Jumat, 19 April 2019

Review dan Nonton Film 2019 : MANTAN MANTEN (2019)

Review dan Nonton Film 2019 : MANTAN MANTEN (2019)

Review dan Nonton Film 2019 : MANTAN MANTEN (2019)


Apabila hanya berpatokan pada materi promosi yang digeber oleh Visinema Pictures (Love for Sale, Keluarga Cemara), entahlah itu dari poster berwarna merah muda yang unyu-unyu atau kutipan-kutipan mengenai sisa di media sosial, saya cukup yakini sebagian besar dari kita pasti menyangka Sisa Manten jadi film percintaan yang diniatkan untuk bikin gemas beberapa penontonnya. 

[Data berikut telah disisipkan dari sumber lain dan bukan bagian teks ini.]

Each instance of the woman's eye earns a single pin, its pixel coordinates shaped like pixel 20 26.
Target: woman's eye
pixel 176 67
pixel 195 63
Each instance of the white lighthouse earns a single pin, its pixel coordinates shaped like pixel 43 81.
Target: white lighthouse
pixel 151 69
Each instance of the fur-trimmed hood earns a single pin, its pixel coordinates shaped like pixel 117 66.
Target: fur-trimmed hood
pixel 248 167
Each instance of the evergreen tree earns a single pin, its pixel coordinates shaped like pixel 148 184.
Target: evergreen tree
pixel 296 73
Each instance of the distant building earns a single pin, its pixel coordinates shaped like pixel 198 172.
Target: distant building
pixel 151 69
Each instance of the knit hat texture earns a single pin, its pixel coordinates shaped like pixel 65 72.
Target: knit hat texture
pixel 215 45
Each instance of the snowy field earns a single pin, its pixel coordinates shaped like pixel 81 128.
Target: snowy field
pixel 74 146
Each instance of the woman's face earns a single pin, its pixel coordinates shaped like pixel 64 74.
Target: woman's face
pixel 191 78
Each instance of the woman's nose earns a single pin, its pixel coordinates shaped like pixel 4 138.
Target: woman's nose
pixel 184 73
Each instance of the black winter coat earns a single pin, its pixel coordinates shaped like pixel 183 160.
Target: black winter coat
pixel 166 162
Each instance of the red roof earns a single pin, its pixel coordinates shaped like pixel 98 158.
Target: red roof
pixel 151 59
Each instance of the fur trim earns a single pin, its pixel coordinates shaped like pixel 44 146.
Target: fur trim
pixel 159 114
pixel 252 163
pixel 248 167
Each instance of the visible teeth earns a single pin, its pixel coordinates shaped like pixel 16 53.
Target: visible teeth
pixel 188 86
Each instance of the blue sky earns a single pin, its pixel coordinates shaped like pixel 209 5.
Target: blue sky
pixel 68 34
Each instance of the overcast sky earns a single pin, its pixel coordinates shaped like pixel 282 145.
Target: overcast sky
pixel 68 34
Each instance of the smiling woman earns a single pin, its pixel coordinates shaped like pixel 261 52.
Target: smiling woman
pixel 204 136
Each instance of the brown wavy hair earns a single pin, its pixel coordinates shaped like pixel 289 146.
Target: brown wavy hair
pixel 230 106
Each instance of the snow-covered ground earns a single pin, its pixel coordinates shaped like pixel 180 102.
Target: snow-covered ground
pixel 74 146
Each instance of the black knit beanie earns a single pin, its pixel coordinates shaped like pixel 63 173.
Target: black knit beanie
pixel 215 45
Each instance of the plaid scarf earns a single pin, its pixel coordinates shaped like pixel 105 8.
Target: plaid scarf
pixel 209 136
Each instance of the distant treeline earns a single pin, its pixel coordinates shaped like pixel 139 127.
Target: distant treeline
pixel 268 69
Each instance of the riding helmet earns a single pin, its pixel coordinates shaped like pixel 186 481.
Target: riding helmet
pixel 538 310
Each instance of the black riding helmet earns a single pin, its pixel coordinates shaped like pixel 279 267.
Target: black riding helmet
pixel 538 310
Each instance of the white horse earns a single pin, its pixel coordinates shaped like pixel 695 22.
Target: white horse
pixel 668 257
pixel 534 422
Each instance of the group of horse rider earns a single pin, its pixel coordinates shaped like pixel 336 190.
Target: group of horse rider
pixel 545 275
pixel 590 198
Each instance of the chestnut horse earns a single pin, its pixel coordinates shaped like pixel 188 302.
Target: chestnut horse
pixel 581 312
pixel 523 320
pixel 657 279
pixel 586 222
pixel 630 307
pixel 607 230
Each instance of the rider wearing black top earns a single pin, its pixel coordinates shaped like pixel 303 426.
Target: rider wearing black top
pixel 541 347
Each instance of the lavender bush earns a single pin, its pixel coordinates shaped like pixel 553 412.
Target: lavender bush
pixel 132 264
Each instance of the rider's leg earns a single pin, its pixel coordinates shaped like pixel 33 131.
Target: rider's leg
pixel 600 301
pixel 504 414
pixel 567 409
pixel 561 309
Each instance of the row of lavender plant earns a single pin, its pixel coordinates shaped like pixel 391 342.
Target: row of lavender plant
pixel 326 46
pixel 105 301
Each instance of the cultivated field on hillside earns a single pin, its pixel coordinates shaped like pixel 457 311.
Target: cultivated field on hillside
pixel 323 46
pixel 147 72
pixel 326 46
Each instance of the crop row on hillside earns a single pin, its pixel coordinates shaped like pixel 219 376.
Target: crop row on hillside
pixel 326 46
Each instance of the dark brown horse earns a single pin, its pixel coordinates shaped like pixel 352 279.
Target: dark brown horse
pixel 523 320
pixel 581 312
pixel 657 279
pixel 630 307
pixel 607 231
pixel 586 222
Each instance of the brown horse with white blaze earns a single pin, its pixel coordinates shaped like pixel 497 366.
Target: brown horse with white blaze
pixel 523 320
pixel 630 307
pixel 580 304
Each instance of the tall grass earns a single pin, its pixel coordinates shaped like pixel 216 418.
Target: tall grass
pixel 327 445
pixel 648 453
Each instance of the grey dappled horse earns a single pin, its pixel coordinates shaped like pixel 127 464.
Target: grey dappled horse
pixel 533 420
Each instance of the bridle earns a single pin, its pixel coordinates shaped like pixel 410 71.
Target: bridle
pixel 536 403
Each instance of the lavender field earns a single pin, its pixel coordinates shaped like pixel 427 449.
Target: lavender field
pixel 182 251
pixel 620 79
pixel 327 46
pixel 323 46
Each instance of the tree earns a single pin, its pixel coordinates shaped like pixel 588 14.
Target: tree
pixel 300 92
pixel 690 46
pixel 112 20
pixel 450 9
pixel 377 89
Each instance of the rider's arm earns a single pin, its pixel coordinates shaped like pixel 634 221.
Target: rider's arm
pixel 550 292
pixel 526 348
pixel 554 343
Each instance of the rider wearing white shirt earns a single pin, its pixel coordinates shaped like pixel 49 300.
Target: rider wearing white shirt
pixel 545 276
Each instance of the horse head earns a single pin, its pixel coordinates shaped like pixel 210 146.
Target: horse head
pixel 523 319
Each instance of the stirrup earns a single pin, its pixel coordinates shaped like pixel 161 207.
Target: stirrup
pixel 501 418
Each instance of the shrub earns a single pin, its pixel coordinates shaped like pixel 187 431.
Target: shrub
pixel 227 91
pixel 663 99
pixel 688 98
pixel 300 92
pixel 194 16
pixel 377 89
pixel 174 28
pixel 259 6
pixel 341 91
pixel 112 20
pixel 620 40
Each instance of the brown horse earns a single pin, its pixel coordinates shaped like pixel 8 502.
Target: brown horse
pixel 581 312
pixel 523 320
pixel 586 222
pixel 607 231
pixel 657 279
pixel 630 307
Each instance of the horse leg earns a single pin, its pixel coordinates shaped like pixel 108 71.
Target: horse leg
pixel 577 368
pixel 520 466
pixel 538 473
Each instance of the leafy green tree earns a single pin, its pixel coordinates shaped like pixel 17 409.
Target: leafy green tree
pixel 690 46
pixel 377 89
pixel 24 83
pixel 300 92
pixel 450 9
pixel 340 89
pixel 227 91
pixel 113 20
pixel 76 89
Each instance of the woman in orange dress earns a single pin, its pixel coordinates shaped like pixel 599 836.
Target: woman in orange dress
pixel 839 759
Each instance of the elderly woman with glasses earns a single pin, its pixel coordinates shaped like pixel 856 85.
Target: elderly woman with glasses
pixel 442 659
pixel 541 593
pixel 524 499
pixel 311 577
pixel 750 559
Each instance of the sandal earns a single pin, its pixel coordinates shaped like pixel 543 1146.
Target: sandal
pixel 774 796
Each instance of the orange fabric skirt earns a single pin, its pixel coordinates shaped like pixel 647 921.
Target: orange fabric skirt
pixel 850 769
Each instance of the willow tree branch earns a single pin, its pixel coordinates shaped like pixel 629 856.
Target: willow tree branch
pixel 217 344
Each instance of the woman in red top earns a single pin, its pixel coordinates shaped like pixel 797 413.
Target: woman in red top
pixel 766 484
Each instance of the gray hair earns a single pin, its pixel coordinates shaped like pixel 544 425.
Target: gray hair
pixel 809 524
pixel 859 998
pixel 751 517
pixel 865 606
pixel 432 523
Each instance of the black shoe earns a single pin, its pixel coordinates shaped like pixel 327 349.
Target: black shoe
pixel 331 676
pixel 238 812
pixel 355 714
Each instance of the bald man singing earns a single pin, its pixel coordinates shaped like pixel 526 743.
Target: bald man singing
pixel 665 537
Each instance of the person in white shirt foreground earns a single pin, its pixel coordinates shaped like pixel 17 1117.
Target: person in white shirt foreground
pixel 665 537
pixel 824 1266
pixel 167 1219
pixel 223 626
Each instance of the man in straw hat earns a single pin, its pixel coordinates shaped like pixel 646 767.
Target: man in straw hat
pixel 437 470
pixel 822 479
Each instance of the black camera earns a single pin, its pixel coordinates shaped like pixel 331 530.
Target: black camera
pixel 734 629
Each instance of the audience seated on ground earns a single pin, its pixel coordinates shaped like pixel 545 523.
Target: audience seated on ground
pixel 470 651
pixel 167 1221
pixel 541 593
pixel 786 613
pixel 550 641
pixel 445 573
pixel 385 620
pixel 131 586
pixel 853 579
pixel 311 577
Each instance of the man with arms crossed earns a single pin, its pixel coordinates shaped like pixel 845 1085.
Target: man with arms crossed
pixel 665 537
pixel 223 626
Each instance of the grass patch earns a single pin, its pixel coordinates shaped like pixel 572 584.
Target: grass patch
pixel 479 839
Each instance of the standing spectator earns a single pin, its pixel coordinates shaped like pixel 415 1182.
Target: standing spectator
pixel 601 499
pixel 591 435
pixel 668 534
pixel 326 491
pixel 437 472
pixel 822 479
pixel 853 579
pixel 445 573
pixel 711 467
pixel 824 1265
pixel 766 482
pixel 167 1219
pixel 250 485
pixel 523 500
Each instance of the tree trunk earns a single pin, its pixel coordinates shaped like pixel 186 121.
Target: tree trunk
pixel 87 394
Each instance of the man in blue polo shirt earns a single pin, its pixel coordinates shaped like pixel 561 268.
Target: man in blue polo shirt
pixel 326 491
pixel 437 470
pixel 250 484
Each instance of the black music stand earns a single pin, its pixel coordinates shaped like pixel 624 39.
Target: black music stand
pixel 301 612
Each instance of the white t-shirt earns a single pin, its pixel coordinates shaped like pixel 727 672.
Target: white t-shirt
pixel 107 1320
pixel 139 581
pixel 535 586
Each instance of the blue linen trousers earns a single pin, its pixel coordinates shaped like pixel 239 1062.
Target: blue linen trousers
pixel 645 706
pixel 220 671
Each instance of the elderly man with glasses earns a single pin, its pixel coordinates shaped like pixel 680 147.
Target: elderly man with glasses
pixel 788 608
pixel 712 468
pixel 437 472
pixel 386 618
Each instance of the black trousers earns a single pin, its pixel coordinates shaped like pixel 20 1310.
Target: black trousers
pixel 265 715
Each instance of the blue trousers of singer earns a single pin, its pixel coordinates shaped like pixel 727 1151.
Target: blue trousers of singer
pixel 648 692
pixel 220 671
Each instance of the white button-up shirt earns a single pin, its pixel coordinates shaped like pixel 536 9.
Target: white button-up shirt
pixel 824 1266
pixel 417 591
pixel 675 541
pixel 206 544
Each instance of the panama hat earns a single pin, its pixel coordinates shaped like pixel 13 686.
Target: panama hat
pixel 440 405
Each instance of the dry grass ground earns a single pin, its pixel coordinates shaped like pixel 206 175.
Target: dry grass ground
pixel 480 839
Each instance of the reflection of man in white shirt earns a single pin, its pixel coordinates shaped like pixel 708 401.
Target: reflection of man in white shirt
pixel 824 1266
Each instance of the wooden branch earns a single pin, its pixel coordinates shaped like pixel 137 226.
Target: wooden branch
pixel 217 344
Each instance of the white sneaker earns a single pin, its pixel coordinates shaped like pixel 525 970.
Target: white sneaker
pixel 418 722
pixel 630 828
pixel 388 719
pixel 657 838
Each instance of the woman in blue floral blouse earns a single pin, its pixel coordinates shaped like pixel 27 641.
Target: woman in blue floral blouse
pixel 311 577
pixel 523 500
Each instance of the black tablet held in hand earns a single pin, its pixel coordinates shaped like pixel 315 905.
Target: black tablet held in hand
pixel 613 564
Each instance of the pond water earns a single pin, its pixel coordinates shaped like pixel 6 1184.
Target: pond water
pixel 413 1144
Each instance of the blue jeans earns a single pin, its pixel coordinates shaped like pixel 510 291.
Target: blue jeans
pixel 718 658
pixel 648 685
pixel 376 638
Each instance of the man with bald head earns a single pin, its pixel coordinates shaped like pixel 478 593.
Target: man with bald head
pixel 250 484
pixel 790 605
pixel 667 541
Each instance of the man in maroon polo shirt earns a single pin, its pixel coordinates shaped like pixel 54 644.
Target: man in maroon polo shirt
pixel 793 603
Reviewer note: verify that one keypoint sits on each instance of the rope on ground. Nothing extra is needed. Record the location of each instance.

Jika kenyataannya opini itu meleset, sekurangnya film masih berdasarkan di type romansa dengan pendekatan beralih ke melodrama yang meminta beberapa pemirsanya untuk bersedu sedan pada nasib beberapa ciri utamanya yang pilu. 


Berkenaan saya termasuk juga konservatif – dan tidak banyak juga menggali info mengenai film ini sebelum lihat – tentu saja dua keinginan ini yang saya tetapkan saat memperhatikan Sisa Manten yang kenyataannya oh kenyataannya membuat saya terkezut.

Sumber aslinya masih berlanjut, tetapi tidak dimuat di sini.